Émilie-Claire Barlow Un pot pourri de Gershwin nous est présenté en introduction de ce programme magnifique et cette fois Émilie-Claire Barlow a 66 musiciens de plus pour encadrer ses chansons…De « Embrace me » en passant par « Someone to watch over me », on est enchanté par leur musique éblouissante. Ce soir c’est la rencontre de deux genres de musique que l’on peut apprécier car ce sont tous de grands musiciens.
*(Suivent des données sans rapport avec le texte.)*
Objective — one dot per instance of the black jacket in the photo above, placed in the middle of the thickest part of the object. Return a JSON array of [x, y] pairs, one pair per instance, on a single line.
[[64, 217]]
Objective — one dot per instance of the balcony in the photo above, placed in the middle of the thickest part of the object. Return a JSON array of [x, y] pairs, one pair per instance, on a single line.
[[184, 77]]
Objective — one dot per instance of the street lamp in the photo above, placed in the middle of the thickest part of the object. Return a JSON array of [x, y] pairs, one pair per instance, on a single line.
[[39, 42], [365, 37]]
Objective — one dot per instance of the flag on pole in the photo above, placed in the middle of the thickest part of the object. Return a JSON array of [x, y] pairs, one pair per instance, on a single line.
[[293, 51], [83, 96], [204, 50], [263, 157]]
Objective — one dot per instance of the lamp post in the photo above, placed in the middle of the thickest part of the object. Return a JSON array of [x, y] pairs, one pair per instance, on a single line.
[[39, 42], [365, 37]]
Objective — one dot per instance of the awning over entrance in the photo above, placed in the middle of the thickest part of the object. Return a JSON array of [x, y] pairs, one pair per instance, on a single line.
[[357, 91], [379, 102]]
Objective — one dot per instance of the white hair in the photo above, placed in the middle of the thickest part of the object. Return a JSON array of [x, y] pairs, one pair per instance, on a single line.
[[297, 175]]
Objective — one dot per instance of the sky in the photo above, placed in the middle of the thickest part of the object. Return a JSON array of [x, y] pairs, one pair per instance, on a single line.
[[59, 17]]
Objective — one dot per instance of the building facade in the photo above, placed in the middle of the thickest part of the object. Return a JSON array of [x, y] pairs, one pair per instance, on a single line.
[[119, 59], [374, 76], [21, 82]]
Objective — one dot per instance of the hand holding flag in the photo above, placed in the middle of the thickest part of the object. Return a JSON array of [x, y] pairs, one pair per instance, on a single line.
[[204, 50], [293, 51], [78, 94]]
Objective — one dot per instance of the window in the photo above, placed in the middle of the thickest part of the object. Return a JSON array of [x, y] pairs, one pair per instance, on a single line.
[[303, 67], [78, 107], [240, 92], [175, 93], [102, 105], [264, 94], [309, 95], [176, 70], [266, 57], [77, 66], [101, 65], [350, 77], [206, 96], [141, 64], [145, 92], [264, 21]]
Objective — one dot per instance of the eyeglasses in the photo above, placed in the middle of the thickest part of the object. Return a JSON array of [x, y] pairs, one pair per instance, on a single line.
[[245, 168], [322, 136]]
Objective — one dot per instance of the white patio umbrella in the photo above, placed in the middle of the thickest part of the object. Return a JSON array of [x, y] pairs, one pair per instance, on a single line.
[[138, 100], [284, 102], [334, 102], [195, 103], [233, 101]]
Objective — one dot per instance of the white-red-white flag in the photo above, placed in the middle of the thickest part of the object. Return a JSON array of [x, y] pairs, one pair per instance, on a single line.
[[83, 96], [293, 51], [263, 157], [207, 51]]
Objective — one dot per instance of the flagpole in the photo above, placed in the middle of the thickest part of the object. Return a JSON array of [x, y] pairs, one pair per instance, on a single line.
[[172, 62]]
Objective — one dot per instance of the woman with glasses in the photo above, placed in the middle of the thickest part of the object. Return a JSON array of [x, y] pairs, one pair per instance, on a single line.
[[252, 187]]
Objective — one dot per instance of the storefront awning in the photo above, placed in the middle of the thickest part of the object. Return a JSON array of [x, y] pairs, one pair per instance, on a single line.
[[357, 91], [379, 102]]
Les cloches de l’OSQ souligne l’arrivée d’Émilie-Claire Barlow toujours aussi séduisante dans une scintillante robe bleu qui la rend presque irréelle lorsque monte un « Quand le soleil dit bonjour aux montagnes » et l’amalgame des deux ensembles est phénoménal. Très posée sa voix glisse sur cette partition symphonique et elle nous présente ses chansons en français avec un petit accent mignon ce qui représente un challenge pour cette native ontarienne anglophone sans oublier les arrangements pour 71 musiciens au lieu de 5, ce qui peut être un casse-tête, mais pas dans ce cas.

Émilie-Claire Barlow On entend plusieurs pièces de son dernier album « Seule ce soir » qui nous fait entendre de pures délices avec des arrangements savamment faits par elle et deux de ses musiciens. Comme elle trouve les paroles françaises plus mélancoliques on a droit à plusieurs bonnes chansons dans la langue de Molière et la musique de l’Orchestre Symphonique de Québec donne une profondeur et l’emphase sur les pièces choisies. Son visage est radieux lorsqu’elle vit ce résultat des plus spectaculaires et qu’elle entend les gens chanter avec elle lorsqu’elle enfile « Ces bottes sont faites pour marcher » .

Un des meilleurs moments qui a fait soupirer de plaisir son public c’est lorsqu’elle a interprété de façon magistrale « Si j’étais un homme » avec une voix de velours qui semblait caresser toute l’assistance grâce également à la harpe et toutes les variétés possibles offertes par l’OSQ qui donne encore plus une autre dimension à cette composition intemporelle délivrée de manière romantique à souhait donnant une version tout simplement superbe tout comme la balance du programme qui se termine par des ovations répétées et bien méritées.